[R]eality, or the world we all know, is only a description that has been pounded into you from the moment you were born.
The reality of our day-to-day life, then, consists of an endless flow of perceptual interpretations which we have learned to make in common.
I am teaching you how to see as opposed to merely looking, and stopping the world is the first step to seeing.
The sorcerer’s description of the world is perceivable. But our insistence on holding on to our standard version of reality renders us almost deaf and blind to it.
When you begin this teaching, there is another reality, that is to say, there is a sorcery description of the world, which you do not know. As a sorcerer and a teacher, I am teaching you that description. What I am doing with you consists, therefore, in setting up that unknown reality by unfolding its description, adding increasingly more complex parts as you go along.
In order to arrive at seeing one first has to stop the world. Stopping the world is indeed an appropriate rendition of certain states of awareness in which the reality of everyday life is altered because the flow of interpretation, which ordinarily runs uninterruptedly, has been stopped by a set of circumstances alien to that flow. In this case the set of circumstances alien to our normal flow of interpretations is the sorcery description of the world.

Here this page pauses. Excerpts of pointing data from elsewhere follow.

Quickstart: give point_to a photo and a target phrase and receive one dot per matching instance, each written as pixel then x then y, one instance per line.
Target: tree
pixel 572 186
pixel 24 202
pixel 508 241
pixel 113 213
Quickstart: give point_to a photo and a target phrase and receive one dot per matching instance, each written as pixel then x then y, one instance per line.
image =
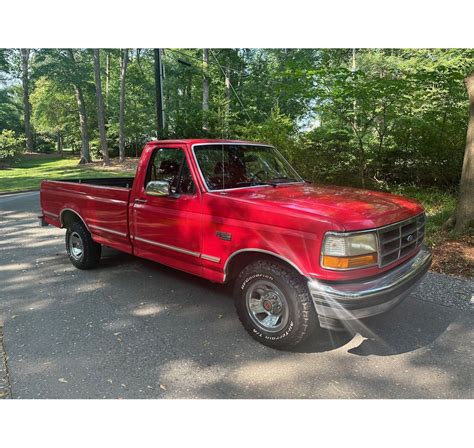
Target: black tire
pixel 91 251
pixel 301 318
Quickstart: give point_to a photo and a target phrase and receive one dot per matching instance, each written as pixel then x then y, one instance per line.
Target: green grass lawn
pixel 28 172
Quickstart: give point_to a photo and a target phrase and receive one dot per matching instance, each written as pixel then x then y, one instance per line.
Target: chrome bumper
pixel 336 301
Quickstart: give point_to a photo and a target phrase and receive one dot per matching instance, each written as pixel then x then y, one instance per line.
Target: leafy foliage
pixel 10 145
pixel 373 117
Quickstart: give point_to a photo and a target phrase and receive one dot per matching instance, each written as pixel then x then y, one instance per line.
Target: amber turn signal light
pixel 358 261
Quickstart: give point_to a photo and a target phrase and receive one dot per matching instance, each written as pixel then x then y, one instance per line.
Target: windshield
pixel 239 165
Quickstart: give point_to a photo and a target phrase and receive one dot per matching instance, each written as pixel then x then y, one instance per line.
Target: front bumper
pixel 339 301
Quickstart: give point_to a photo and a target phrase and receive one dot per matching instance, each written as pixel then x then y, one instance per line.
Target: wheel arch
pixel 240 258
pixel 68 216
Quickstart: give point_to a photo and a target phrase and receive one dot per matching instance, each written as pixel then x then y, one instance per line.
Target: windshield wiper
pixel 282 180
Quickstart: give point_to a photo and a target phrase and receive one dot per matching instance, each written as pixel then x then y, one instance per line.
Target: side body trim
pixel 167 246
pixel 109 230
pixel 52 215
pixel 210 258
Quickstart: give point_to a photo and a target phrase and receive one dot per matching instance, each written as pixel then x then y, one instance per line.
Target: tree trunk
pixel 25 58
pixel 227 102
pixel 160 120
pixel 60 144
pixel 81 106
pixel 107 76
pixel 85 152
pixel 205 89
pixel 123 73
pixel 465 208
pixel 100 108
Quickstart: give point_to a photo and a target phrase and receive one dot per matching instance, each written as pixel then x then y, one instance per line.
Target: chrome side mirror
pixel 157 188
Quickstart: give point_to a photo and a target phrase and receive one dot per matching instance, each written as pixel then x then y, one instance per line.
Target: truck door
pixel 167 229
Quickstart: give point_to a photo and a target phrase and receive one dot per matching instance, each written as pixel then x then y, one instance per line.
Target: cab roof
pixel 194 141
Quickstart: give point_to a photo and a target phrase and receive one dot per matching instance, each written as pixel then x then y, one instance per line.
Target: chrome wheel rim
pixel 267 306
pixel 76 248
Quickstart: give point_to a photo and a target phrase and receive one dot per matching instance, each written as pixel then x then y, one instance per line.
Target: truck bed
pixel 102 204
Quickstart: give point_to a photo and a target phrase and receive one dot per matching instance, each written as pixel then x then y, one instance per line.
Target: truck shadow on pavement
pixel 409 326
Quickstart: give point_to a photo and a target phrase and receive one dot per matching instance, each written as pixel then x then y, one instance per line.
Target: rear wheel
pixel 83 251
pixel 274 305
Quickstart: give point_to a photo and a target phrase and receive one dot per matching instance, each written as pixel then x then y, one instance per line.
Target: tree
pixel 205 89
pixel 465 208
pixel 100 108
pixel 81 106
pixel 123 73
pixel 54 110
pixel 158 65
pixel 25 59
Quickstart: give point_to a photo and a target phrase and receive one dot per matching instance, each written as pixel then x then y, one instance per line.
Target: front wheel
pixel 83 251
pixel 274 305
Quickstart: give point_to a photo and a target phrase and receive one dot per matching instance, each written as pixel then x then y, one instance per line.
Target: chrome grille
pixel 400 239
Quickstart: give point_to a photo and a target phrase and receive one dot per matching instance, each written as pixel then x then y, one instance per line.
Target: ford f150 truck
pixel 299 254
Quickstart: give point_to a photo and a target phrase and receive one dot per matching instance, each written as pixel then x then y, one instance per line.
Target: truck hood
pixel 348 208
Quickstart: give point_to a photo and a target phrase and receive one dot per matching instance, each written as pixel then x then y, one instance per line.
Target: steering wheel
pixel 255 176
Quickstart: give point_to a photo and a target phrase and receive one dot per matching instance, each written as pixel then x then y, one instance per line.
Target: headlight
pixel 349 251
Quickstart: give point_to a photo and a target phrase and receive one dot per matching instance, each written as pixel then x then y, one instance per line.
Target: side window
pixel 170 165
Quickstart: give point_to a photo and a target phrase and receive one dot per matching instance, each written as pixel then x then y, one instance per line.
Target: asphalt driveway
pixel 136 329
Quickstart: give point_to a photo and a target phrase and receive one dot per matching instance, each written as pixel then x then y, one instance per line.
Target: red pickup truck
pixel 299 254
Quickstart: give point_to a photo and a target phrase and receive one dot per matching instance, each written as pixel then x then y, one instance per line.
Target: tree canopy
pixel 362 117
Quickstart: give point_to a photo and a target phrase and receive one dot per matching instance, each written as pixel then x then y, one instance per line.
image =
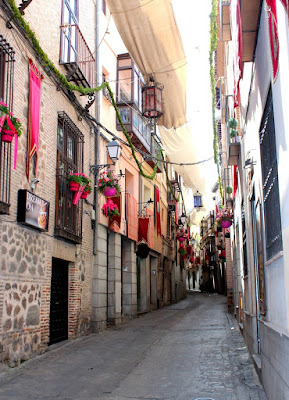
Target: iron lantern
pixel 114 149
pixel 198 200
pixel 152 100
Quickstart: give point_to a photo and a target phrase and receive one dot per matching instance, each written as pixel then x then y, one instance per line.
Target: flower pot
pixel 84 195
pixel 226 223
pixel 7 135
pixel 74 186
pixel 109 191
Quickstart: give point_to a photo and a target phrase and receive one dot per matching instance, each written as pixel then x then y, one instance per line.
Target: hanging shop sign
pixel 32 210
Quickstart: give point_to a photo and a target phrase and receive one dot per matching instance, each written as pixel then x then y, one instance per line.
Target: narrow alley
pixel 189 350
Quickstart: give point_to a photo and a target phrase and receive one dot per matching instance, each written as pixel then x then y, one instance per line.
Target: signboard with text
pixel 32 210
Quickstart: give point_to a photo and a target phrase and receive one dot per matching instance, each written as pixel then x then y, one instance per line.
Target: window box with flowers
pixel 9 125
pixel 108 183
pixel 110 209
pixel 224 218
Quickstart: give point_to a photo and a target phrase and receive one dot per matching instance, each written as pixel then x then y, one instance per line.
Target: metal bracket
pixel 96 168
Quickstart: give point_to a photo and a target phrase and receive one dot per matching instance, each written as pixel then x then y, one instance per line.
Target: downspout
pixel 94 299
pixel 97 129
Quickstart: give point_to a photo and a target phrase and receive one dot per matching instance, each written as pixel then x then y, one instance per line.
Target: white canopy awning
pixel 151 36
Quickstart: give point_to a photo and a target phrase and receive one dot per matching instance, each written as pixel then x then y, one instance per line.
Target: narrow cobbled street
pixel 189 350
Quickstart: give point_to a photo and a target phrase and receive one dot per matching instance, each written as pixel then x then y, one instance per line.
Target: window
pixel 68 220
pixel 69 33
pixel 6 95
pixel 130 81
pixel 270 181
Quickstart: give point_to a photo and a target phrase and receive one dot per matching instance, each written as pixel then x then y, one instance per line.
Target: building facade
pixel 66 269
pixel 257 168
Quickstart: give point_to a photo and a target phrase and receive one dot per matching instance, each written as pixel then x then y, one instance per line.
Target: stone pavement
pixel 192 349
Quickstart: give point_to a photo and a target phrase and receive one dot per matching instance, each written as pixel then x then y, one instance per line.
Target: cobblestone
pixel 187 351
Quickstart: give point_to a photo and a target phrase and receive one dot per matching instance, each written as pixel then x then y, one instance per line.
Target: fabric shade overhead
pixel 150 34
pixel 181 146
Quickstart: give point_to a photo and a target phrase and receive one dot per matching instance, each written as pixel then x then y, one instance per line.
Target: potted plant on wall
pixel 9 124
pixel 75 180
pixel 224 218
pixel 108 183
pixel 110 209
pixel 233 123
pixel 229 201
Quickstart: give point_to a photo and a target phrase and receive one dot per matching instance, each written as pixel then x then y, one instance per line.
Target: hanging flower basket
pixel 108 183
pixel 110 191
pixel 224 218
pixel 226 223
pixel 84 195
pixel 74 186
pixel 181 235
pixel 7 136
pixel 10 126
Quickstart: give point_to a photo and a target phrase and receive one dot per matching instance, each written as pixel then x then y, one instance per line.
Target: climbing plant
pixel 46 62
pixel 213 47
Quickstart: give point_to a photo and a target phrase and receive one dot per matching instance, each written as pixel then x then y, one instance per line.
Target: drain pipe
pixel 94 299
pixel 97 129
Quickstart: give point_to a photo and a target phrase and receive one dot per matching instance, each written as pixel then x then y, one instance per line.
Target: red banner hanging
pixel 151 230
pixel 273 33
pixel 132 217
pixel 235 181
pixel 286 5
pixel 114 222
pixel 189 250
pixel 237 45
pixel 143 226
pixel 157 211
pixel 35 79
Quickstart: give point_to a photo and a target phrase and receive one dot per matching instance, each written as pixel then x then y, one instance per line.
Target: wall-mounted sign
pixel 32 210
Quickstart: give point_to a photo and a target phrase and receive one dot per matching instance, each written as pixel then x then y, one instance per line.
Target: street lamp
pixel 198 200
pixel 114 149
pixel 183 219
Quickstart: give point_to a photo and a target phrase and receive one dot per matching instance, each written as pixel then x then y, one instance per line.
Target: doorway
pixel 59 301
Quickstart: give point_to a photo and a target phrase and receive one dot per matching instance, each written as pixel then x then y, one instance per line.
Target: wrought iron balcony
pixel 225 20
pixel 76 56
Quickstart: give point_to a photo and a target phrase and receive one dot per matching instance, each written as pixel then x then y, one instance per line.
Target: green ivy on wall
pixel 213 47
pixel 46 62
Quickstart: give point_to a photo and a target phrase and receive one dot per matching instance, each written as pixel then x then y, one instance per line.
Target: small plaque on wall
pixel 32 210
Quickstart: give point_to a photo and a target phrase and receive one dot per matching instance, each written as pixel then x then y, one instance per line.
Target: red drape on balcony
pixel 273 33
pixel 132 217
pixel 35 79
pixel 143 226
pixel 286 5
pixel 114 222
pixel 237 45
pixel 235 181
pixel 157 211
pixel 151 232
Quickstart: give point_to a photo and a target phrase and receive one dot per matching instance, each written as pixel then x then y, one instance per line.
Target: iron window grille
pixel 68 217
pixel 272 213
pixel 7 59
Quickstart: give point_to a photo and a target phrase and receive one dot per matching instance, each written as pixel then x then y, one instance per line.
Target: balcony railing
pixel 76 56
pixel 137 126
pixel 225 20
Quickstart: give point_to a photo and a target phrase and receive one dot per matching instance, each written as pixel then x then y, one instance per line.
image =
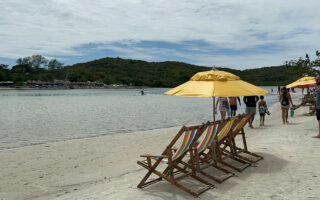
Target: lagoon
pixel 30 117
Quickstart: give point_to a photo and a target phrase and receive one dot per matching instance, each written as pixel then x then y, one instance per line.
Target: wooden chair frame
pixel 169 174
pixel 225 142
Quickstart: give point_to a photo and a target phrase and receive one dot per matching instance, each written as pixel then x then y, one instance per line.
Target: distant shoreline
pixel 66 88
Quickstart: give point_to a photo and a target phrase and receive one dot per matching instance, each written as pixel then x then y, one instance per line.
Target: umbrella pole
pixel 214 108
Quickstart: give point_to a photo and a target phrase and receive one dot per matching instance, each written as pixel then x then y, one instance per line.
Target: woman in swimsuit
pixel 223 106
pixel 285 100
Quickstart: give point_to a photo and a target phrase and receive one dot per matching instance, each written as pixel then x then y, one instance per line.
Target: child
pixel 263 109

The precondition for stopping the world is that one has to be convinced; in other words, one has to learn the new description in a total sense, for the purpose of pitting it against the old one, and in that way break the dogmatic certainty, which we all share, that the validity of our perceptions, or our reality of the world, is not to be questioned.
After stopping the world the next step is seeing. By that I mean what could be categorized as responding to the perceptual solicitations of a world outside the description we have learned to call reality.